It happens every…single…time.

The other day my news feed was littered with stories about the public inquiry into the Emergencies Act declaration. Prime Minister Justin Trudeau had just wrapped up his testimony, and his critics were livid. People who hate Trudeau, and there are many, went to some of the classic Trudeau disses that have sustained them as vehement haters for nearly a decade, including the blackface photos, claims he is Fidel Castro’s bastard, and the always popular #TrudeauIsTheNewHitler hashtag.

There was one video clip I had not seen before featuring a German Member of European Parliament and leader of the Alternative for Germany party, Christine Anderson. The clip is a one minute evisceration of Trudeau, complete with the trope that he admires China’s dictatorship (an out of context claim as when Trudeau said those words he was clearly being sarcastic) and that he is a dictator ruining a democratic country.

The clip was from March of this year, but was resurrected to hammer him on the day of his testimony. But since it was my first time seeing that footage, I did what any curious writer would do – I reached out to Anderson and invited her to be on Blackballed. That same day she accepted the invite and we scheduled our conversation which was to happen a few days later.

So I did what I normally do; I threw together a quick promo video for the episode and posted it on my social media portals. That’s when I began to experience an unrelenting headache, one that stayed with me until the interview, caused by my involuntary eye-rolling every time someone asked me not to “platform” a Nazi. Over and over again via emails or DMs or comments under the promo, illiterate, angry narcissists kept trying to convince me not to contribute to the disgusting ecosystem of open dialogue and civility, telling me that by letting a controversial person speak I was making other people unsafe.

Pro Tip: Whenever you send me messages like this, I double-down on my decision. Here’s why.

In 1997 journalist Peter Bergen landed an interview with terrorist leader Osama Bin Laden. It was one of just two interviews Bin Laden granted to a western journalist. During this interview, Bin Laden declared war on the United States, and 4 years later saw that declaration realized when 911 happened, changing the world as we knew it forever.

At the time, nobody told Bergen he was platforming a terrorist.
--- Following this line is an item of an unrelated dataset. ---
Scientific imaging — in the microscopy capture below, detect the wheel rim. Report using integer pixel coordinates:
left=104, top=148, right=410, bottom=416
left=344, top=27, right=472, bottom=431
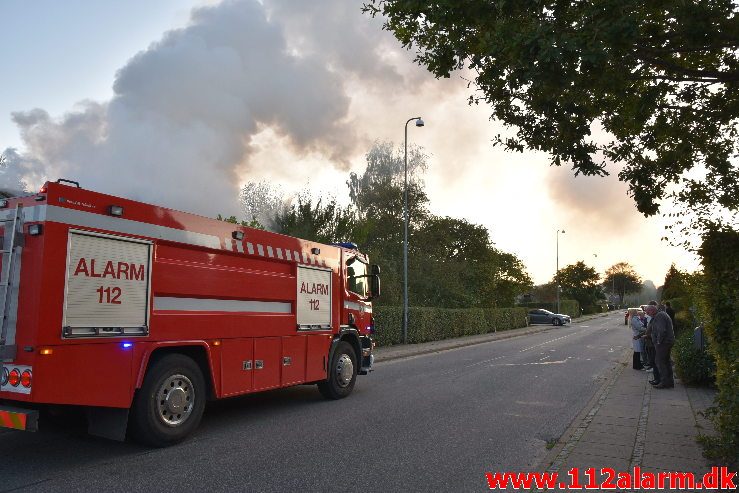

Nobody told him he was undermining Jews, or westerners, or atheists or any other subcultural demographic that Bin Laden hated. It was just an interview. It did lead to other exclusive interviews, including one with President Obama right after Bin Laden was killed in a raid in Pakistan. That was 14 years after Bergen had interviewed the terrorist leader, and still nobody reminded Bergen that he had essentially platformed the most sinister terrorist of the century, mostly because this new litmus test of only interviewing people we get wet over did not exist.

The intellectually bankrupt notion that talking to dangerous people with horrible ideas is depriving anyone of their safety is preposterous. We need to hear from powerful people with questionable views. We need to understand what makes controversial people tick, or why they believe the things they believe.

Most of all, we need to stop telling people who interview controversial subjects to stop interviewing them. It doesn’t make you unsafe, or suicidal, or hateful or abusive or a racist to hear a hateful person speak. It doesn’t incite haters to commit ghastly acts of violence.

Rather, it provides a window into the minds of people we don’t understand. Sometimes those people are as bad as we imagined, but other times they are grossly misunderstood. Sometimes seeing a person we thought we hated speak for the first time gives us a better grasp of who they are. And yes, sometimes it establishes that our criticisms were justified.

In my opinion, the job of an interviewer isn’t to wave pom poms for the “good guys.” The job is to unearth an unfiltered version of their ideas, so that we can understand their views and whether or not our vehement opinions of them are justified in the first place.